Oriel affondò di nuovo nel sedile del treno, mentre i ricordi le riaffioravano alla memoria.
-
Per la prova pratica, i candidati furono condotti in un’arena nella quale era stato ricreato un ambiente naturale con tanto di rocce, alberi e un laghetto. Lì fu annunciato che la prova consisteva nell’esecuzione di una trasmutazione di fronte a una giuria composta dal Comandante Supremo e alcuni suoi sottoposti, inclusi il colonnello Mustang e il generale Basque Grand, eroe della recente Grande Guerra dell’Est. Mentre aspettava il suo turno, Ed si mise una mano in tasca e prese il gessetto che avrebbe utilizzato per tracciare il suo cerchio alchemico. Se lo rigirò nervosamente tra le mani mentre ripensava mentalmente alla trasmutazione che voleva eseguire, poi se lo rimise in tasca.

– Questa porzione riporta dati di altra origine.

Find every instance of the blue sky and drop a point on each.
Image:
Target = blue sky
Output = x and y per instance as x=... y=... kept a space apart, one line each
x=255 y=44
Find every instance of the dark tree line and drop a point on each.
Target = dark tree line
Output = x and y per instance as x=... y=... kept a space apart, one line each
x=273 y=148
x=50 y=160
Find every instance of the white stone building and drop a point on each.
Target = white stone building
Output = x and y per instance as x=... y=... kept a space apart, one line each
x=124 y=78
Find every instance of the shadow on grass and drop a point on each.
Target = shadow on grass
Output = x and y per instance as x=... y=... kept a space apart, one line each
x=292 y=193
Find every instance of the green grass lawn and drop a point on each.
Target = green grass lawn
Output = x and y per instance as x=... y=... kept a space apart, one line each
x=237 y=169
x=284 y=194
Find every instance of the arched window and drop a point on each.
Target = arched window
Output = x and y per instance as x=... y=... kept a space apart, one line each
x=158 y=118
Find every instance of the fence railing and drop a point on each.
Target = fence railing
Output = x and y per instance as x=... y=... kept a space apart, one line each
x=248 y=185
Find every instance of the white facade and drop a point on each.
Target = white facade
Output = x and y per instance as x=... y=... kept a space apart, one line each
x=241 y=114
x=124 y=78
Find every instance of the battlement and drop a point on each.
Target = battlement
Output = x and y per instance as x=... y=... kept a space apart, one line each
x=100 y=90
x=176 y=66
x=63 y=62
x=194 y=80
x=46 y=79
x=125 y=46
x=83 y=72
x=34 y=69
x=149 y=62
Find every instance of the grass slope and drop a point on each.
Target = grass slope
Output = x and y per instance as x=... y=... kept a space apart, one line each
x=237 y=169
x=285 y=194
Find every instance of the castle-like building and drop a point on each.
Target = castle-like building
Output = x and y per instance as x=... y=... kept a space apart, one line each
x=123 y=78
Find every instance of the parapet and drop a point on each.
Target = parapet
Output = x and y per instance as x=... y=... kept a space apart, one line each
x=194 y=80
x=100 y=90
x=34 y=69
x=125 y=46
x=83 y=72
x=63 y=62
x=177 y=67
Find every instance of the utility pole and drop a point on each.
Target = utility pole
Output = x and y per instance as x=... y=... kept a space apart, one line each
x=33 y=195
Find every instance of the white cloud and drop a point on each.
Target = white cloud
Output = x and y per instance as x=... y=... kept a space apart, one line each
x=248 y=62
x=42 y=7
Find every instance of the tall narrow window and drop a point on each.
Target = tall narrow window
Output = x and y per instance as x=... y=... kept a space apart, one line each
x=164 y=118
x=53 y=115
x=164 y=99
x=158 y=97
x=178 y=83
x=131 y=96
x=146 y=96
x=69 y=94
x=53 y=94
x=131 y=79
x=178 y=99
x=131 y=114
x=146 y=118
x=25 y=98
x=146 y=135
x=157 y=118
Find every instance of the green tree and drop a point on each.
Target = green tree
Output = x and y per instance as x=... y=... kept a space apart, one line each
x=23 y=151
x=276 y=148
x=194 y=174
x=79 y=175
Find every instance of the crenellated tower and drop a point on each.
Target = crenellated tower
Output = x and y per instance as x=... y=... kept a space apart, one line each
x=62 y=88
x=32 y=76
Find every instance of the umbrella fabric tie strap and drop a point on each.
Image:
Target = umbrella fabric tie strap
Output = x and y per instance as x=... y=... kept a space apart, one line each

Il primo candidato, un uomo di mezza età visibilmente emozionato, tracciò velocemente il suo cerchio alchemico intorno ad alcune rocce. Appoggiò le mani tremanti a terra e trasmutò una torre maestosa, che crebbe un piano dopo l’altro, sempre più alta, fino a raggiungere almeno cento metri. L’uomo si rialzò e s’inchinò di fronte ai giudici, ma aveva il fiato corto e la fronte imperlata di sudore. Era visibilmente senza forze. I giudici si scambiarono uno sguardo e molti di loro scossero la testa: un bravo alchimista doveva essere in grado di compiere trasmutazioni alla sua portata anche in termini di sforzo fisico. L’uomo fu congedato con un gesto e, a capo chino, lasciò l’arena e si sedette sugli spalti.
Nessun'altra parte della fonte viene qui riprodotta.